Am 3. August 1914 tritt er in Altona freiwillig zum Kriegsdienst beim Infanterie-Regiment „Graf Bose“ (1. Thüringisches) Nr. 31 (12. Kompanie) ein; am 30. November 1914 wechselt er zum Reserve-Infanterie-Regiment 86 (R.I.R. 86). Während Beckhardt mit seiner Kompanie in den ersten Kriegsmonaten ein eher ruhiges Soldatenleben als Bedeckung einer 42cm-Mörserbatterie (Dicke Bertha) verbringt, zeichnet er sich im Jahre 1915 als Patrouillenführer durch besonders große Tapferkeit aus. Im Regimentsbericht des R.I.R. 86 wird er als einziger Nichtoffizier zweimal namentlich erwähnt und innerhalb von nur 14 Tagen zweimal bis zum Vizefeldwebel befördert. Er erhielt noch als Infanterist bis 1916 unter anderem das Eiserne Kreuz II. und I. Klasse.

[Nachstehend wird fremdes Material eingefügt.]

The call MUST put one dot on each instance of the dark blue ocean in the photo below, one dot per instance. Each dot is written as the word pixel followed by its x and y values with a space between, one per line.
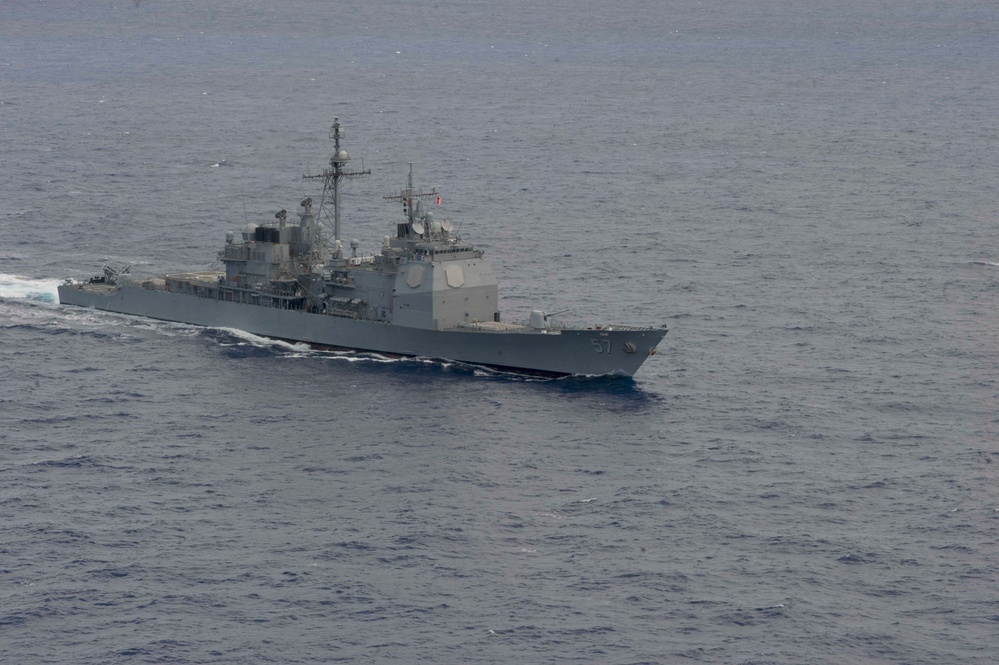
pixel 807 194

Fritz Beckhardt als Jagdflieger 1918

Im Januar 1917 wird Fritz Beckhardt zur Fliegertruppe abkommandiert und bei der Flieger-Ersatz-Abteilung 5 (FEA 5) in Hannover und Hamburg-Fuhlsbüttel zum Flugzeugführer ausgebildet. Am 17. Februar 1918 wird er der Jagdstaffel 26 (Jasta 26) zugeteilt und fliegt wenig später im neugegründeten Jagdgeschwader 3 (JG III) unter der Führung von Bruno Loerzer an der Seite von Hermann Göring. Sein Glückszeichen, das er sich auf seine Flugzeuge malt, ist ein Hakenkreuz[1]. Damit ist Beckhardt der einzige deutsche Kampfflieger jüdischer Abstammung, der dieses Symbol im Ersten Weltkrieg benutzt. Sowohl in Zeitungsberichten als auch in seiner von der SS verfassten Häftlingsakte im KZ Buchenwald wird er mit 17 anerkannten Abschüssen als Jagdflieger bezeichnet. Sieht man von dem getauften Juden und Pour-le-mérite-Träger Leutnant Wilhelm Frankl ab, dann ist Beckhardt bei Kriegsende nach bisherigen Erkenntnissen der höchst dekorierte jüdische Flieger.

Weimarer Republik

Beckhardt wird nach Kriegsende Mitglied im Reichsbund jüdischer Frontsoldaten (RjF). Auf dem Titel des Buches „Jüdische Flieger im Weltkrieg“ von Felix Aaron Theilhaber (Verlag Der Schild, Berlin 1924) ist er in seinem letzten Jagdflugzeug bei der Kampfeinsitzerstaffel 5, einer Siemens-Schuckert D.III mit Hakenkreuz abgebildet. Beckhardt gründet nach dem Krieg die Edeka im Bezirk Mainz.

Durch seine seit der Jugend bestehende Freundschaft mit dem späteren Bürgermeister von Wallertheim Peter Bittmann (SPD) nähert sich Beckhardt der Sozialdemokratie an. Er pflegt wie viele Kameraden des RjF freundschaftliche Kontakte zum Wiesbadener Reichsbanner und sein Laden ist zu Beginn der 1930er Jahre ein Treffpunkt für die Eiserne Front.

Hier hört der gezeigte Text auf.